Indirekt, weil deutsche Banken ebenfalls auf dem globalen Interbankenmarkt agieren. Auf der anderen Seite kauften auch deutsche Banken die verbrieften Hypothekenkredite aus den USA und setzten sich damit einem Risiko aus. In Europa waren die Banken in der Verschleierung dieser Risiken nicht minder kreativ, um die Gewinnaussichten zu erhöhen. Sie haben diese Geschäfte einfach in Zweckgesellschaften ausgelagert. Die deutschen Landesbanken, denen z.B. auch die Sparkassen unterstehen, haben sich da besonders hervorgetan, weil sie nach der europäischen Finanzmarktintegration im Jahr 2005 nicht mehr über den Vorteil verfügten, sich durch Bürgschaften ihrer Landesregierung günstig refinanzieren zu können. Sie standen also plötzlich auf eigenen Beinen und suchten nach rentablen Renditestrategien – z.B. durch die Kreditverbriefung aus den USA. Man muss also auch mangelndes Verständnis in den Kontrollgremien und den Verwaltungsräten der deutschen Institute konstatieren, die diese Produkte schlichtweg nicht verstanden haben.
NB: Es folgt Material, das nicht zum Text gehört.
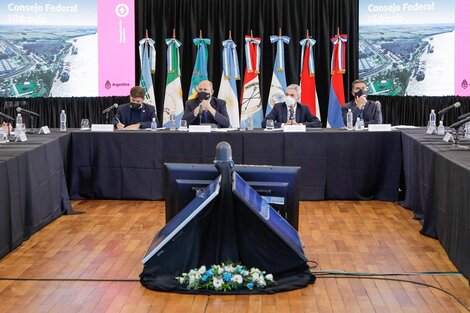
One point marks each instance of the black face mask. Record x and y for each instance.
(135, 105)
(203, 95)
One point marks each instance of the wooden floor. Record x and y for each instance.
(109, 240)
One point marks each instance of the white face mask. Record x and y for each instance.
(289, 101)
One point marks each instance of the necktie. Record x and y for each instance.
(291, 114)
(205, 117)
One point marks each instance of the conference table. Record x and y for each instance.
(436, 186)
(33, 189)
(335, 164)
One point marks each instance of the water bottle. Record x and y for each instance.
(153, 125)
(19, 124)
(250, 122)
(358, 123)
(172, 121)
(63, 121)
(349, 123)
(441, 129)
(242, 126)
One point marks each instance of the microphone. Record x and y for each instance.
(455, 105)
(460, 123)
(463, 116)
(6, 116)
(19, 110)
(110, 108)
(291, 113)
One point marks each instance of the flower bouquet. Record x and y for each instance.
(225, 277)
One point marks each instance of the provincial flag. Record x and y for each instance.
(338, 68)
(228, 87)
(251, 92)
(173, 93)
(278, 81)
(147, 53)
(200, 66)
(307, 77)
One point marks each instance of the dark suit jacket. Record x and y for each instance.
(221, 116)
(302, 115)
(371, 115)
(147, 112)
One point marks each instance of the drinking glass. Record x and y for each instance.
(85, 124)
(183, 124)
(269, 124)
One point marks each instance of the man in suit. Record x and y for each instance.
(136, 114)
(206, 109)
(291, 111)
(368, 111)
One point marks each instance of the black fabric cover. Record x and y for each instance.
(226, 231)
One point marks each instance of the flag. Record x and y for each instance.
(200, 66)
(228, 87)
(147, 53)
(278, 81)
(173, 93)
(338, 68)
(307, 77)
(251, 92)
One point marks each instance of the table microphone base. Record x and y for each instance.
(457, 147)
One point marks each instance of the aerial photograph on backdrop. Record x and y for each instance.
(48, 48)
(407, 48)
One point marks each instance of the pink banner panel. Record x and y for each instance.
(462, 60)
(116, 47)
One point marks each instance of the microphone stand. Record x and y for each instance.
(455, 146)
(31, 130)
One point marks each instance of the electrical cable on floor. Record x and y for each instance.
(123, 280)
(362, 276)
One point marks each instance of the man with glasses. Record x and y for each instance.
(291, 111)
(136, 114)
(367, 110)
(205, 108)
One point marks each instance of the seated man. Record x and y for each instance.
(291, 111)
(206, 109)
(367, 110)
(136, 114)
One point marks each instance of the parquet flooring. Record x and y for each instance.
(108, 241)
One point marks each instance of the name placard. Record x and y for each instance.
(102, 127)
(44, 130)
(380, 127)
(199, 128)
(294, 128)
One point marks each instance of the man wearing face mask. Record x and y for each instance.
(206, 109)
(360, 107)
(291, 111)
(136, 114)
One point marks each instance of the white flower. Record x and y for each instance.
(217, 282)
(237, 278)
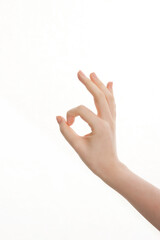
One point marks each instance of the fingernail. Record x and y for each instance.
(94, 75)
(111, 85)
(81, 73)
(59, 119)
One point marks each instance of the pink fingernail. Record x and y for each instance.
(59, 119)
(81, 73)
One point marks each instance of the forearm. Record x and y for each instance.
(141, 194)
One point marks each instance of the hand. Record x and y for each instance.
(98, 148)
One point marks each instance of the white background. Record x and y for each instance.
(46, 191)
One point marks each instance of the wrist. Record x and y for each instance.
(113, 176)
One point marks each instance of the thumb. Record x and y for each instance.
(69, 134)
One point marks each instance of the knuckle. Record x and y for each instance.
(100, 95)
(81, 107)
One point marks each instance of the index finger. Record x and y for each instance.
(99, 97)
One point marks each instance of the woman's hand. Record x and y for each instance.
(97, 149)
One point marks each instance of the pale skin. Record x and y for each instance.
(98, 149)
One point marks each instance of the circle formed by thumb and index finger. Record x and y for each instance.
(85, 113)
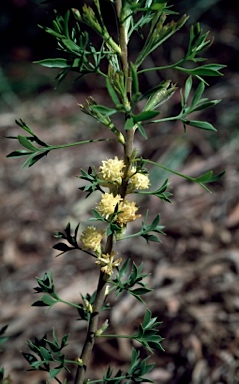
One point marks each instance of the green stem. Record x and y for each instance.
(175, 65)
(116, 336)
(94, 319)
(51, 147)
(167, 169)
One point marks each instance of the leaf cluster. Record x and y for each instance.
(129, 276)
(47, 355)
(136, 372)
(148, 334)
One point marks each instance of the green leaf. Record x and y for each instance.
(187, 88)
(54, 63)
(130, 123)
(30, 358)
(142, 131)
(46, 300)
(146, 115)
(112, 93)
(26, 143)
(198, 94)
(62, 247)
(105, 111)
(199, 124)
(54, 372)
(208, 177)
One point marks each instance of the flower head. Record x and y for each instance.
(107, 204)
(111, 170)
(91, 238)
(127, 210)
(137, 180)
(107, 262)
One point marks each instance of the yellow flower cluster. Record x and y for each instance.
(107, 262)
(107, 204)
(91, 238)
(138, 181)
(127, 210)
(111, 170)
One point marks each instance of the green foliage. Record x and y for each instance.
(148, 334)
(108, 56)
(47, 355)
(127, 278)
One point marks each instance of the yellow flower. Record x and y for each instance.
(107, 204)
(111, 170)
(91, 238)
(137, 180)
(127, 212)
(107, 262)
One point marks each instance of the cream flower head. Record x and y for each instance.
(127, 210)
(107, 204)
(111, 170)
(91, 238)
(107, 262)
(137, 180)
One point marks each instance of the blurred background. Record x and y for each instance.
(194, 270)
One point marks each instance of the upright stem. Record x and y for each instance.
(128, 148)
(94, 320)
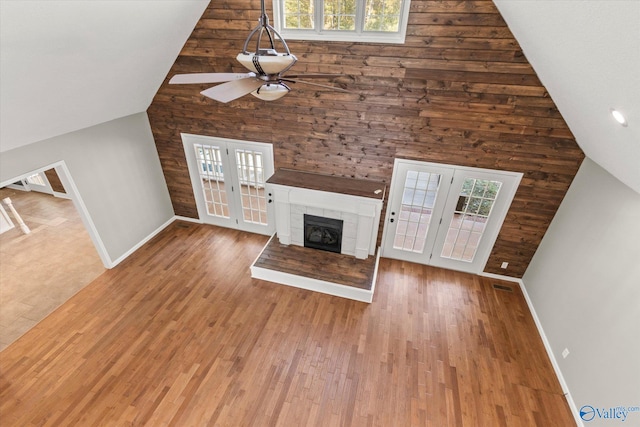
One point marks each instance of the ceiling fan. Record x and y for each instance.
(265, 79)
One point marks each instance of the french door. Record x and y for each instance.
(446, 216)
(228, 179)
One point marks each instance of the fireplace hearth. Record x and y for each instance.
(323, 233)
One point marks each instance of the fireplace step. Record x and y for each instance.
(327, 272)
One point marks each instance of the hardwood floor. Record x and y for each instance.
(180, 335)
(41, 270)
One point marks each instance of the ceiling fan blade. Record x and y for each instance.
(339, 89)
(208, 77)
(315, 76)
(232, 90)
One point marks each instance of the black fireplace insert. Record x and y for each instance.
(323, 233)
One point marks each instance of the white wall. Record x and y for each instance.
(584, 283)
(117, 172)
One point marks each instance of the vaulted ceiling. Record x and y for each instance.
(67, 65)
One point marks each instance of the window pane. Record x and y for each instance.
(382, 15)
(340, 15)
(298, 14)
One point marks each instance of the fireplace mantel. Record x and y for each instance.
(357, 202)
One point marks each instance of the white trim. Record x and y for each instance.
(187, 219)
(330, 288)
(563, 384)
(356, 36)
(74, 195)
(143, 242)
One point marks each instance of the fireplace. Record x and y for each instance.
(323, 233)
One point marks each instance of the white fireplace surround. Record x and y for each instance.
(361, 216)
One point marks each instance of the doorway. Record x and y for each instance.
(444, 215)
(229, 182)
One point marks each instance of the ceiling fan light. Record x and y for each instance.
(270, 91)
(266, 64)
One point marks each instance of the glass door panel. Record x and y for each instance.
(416, 209)
(475, 201)
(212, 179)
(416, 199)
(228, 178)
(446, 216)
(252, 186)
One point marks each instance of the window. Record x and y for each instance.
(378, 21)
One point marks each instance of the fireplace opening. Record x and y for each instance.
(323, 233)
Diese Gremien waren häufig politisch und nicht fachlich besetzt.
Lässt sich rückblickend erklären, warum dieses wirtschaftlich riskante Geschäftsmodell auf Verwaltungsebene so lange gedeckt wurde?
Es ist inzwischen auch wissenschaftlich erwiesen, dass die Anreizsysteme im Bankmanagement, die sich an Boni orientieren, die wiederum an kurzfristige Rendite gekoppelt sind, fehlerhaft waren. Im Gegensatz dazu setzt heute die Basel-III-Regulierung, eine neue EU-weite Richtlinie als Konsequenz aus der Finanzmarktkrise, die Boni in Relation zum Einkommen im Management fest. Damit sind schon die ersten Schlussfolgerungen aus der Finanzmarktkrise in Regulierungen umgesetzt worden.
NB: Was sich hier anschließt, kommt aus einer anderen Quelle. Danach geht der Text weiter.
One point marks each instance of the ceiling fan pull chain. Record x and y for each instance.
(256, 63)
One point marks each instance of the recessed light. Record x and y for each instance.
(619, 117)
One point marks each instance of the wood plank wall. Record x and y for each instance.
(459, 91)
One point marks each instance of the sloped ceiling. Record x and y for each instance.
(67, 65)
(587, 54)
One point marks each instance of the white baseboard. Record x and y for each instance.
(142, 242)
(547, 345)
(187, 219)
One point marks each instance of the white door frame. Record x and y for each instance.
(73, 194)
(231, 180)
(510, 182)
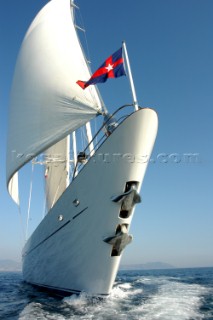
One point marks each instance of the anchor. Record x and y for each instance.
(120, 240)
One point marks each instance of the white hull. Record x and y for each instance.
(71, 255)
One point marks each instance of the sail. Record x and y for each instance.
(57, 171)
(46, 103)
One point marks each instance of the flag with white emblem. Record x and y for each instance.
(113, 67)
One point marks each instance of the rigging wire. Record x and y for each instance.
(29, 202)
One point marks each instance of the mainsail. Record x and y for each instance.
(57, 171)
(46, 103)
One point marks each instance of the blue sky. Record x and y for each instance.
(170, 49)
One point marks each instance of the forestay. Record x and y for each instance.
(46, 103)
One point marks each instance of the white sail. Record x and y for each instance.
(57, 171)
(46, 103)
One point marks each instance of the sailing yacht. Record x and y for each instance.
(90, 196)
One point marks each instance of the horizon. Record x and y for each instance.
(170, 51)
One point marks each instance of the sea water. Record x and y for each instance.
(173, 294)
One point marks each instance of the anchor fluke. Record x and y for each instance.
(120, 240)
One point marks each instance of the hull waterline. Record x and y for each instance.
(70, 250)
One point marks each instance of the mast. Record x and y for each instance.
(135, 102)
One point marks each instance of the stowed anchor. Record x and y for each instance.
(128, 199)
(120, 240)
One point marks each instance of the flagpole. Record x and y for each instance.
(135, 102)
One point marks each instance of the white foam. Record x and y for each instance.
(34, 311)
(173, 301)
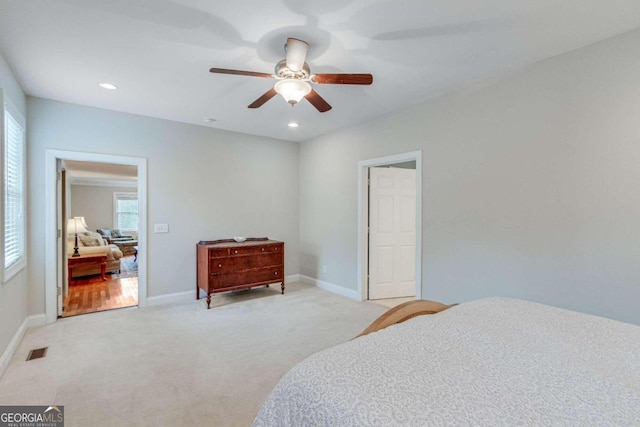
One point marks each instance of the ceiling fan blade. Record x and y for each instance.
(318, 101)
(240, 73)
(264, 98)
(296, 53)
(343, 79)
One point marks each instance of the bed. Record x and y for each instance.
(494, 361)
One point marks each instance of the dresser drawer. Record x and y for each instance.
(240, 263)
(257, 249)
(218, 253)
(226, 280)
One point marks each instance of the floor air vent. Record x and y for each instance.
(37, 353)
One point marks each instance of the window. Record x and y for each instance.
(13, 191)
(125, 211)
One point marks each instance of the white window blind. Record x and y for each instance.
(14, 195)
(126, 211)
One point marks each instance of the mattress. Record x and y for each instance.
(494, 361)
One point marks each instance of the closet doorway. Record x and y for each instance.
(389, 228)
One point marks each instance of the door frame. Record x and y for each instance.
(50, 243)
(363, 215)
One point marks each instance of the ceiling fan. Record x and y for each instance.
(294, 78)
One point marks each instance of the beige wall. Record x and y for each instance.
(204, 183)
(531, 186)
(95, 203)
(13, 293)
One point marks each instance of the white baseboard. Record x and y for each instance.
(33, 321)
(331, 287)
(175, 298)
(292, 278)
(189, 296)
(36, 320)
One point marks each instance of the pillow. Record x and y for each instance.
(89, 240)
(105, 232)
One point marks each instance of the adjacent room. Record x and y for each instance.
(105, 197)
(341, 213)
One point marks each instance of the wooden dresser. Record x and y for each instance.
(226, 265)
Welche anderen Schritte wurden eingeleitet?
Das ist eine lange Liste. Zu den wichtigsten Änderungen gehören: die neuen Richtlinien bei der Risikobewertung in den Banken, die Erhöhung der Eigenkapital-Anforderungen bei Krediten, schärfere Vorschriften bei der Bilanzierung von Verbriefungen, damit Finanzinstitute zukünftig die Risiken ausweisen, und die Einführung eines Notfallplans, sodass Banken im Konkursfall auch abgewickelt werden können. Letzteres ist eine Reaktion auf das "Too Big To Fail"-Problem, das sich als größte Herausforderung in der Krise 2008 erwies, da man die Großbanken gar nicht effektiv schließen konnte, weil eine Bankenpleite die nächste nach sich gezogen hätte.
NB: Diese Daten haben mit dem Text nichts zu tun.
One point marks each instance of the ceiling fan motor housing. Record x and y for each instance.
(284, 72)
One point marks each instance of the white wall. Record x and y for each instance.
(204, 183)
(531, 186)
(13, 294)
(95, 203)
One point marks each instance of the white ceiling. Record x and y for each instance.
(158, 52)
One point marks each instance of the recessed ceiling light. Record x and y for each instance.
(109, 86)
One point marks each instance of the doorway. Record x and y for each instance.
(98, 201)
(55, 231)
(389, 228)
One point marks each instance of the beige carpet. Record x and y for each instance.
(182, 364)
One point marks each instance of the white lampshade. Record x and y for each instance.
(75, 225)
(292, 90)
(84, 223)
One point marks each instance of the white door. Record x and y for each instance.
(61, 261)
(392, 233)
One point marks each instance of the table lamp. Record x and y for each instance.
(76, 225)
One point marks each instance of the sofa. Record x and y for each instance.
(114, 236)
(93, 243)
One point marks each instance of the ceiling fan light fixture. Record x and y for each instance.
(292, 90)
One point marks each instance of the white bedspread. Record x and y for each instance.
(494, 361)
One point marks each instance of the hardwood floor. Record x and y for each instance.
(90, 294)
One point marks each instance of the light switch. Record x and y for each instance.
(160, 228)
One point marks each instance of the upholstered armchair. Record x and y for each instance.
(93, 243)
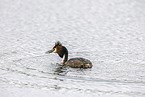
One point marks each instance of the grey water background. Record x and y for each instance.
(110, 33)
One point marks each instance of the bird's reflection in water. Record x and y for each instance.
(61, 69)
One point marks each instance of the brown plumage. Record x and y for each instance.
(73, 62)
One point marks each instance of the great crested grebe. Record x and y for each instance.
(73, 62)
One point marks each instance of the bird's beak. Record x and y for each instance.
(50, 51)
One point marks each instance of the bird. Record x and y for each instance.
(73, 62)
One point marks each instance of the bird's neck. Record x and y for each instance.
(65, 58)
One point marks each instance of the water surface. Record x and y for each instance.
(109, 33)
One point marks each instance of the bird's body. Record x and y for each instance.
(73, 62)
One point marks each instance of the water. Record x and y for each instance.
(109, 33)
Wurde auch in Deutschland eine externe Regulierungsbehörde installiert?
Die gab es schon immer: das Bundesamt für Finanzaufsicht (BAFIN). Das BAFIN ist für die mikroprudenzielle Aufsicht zuständig, d.h. es prüft jedes Institut für sich. Die Krise 2007/08 trug aber zu der Erkenntnis bei, dass sich auch in der Gesamtwirtschaft Risiken aufbauen können – wenn sich z.B. viele Kredite gleichzeitig als faul erweisen. Diese makroprudenzielle Aufsicht untersteht der Bundesbank und auf europäischer Ebene der EZB und ist eine direkte Reaktion auf die Bankenkrise. Diese Institutionen sind mit der Vollmacht ausgestattet einzugreifen, sobald sie etwa feststellen, dass dem Markt eine Immobilienpreisblase droht.
Sie sprachen gerade von einem Mangel an Wissen innerhalb der Kontrollgremien. Michael Lewis behauptet in "The Big Short" aber auch, dass es eine Taktik war, mit dubiosen Begrifflichkeiten gezielt Verwirrung zu stiften. Hatte es tatsächlich Methode, die Kundinnen und Kunden im Unklaren zu lassen?
Das ist ganz schwer nachzuweisen. Im Zuge der Enthüllungen wurden aber immer wieder E-Mails veröffentlicht, an denen man anekdotisch nachweisen kann, dass einige Bankmanager wussten, welchen Sprengsatz sie verkauften. Wenn man es positiv ausdrücken möchte, könnte man sagen, dass ein Irrglaube an die Möglichkeiten der Finanzprodukte vorherrschte: Dass man nämlich Produkte von unterschiedlichem Wert in den Anleihen nur gut durchmischen müsste, damit sich die Risiken gegenseitig aufheben. Viel interessanter ist in diesem Zusammenhang aber der Aspekt der Haftung. Unter Bankmanagern herrschte lange die Haltung vor, dass der Staat die Bank im Notfall schon durch einen „Bailout“ retten würde. Was ja auch tatsächlich geschah. Darum war die Hemmschwelle, sich auf riskante Spekulationsgeschäfte einzulassen, so niedrig. Die kurzfristigen Boni wurden eingestrichen, die über einen langen Zeitraum akkumulierten Schulden dagegen vergesellschaftet.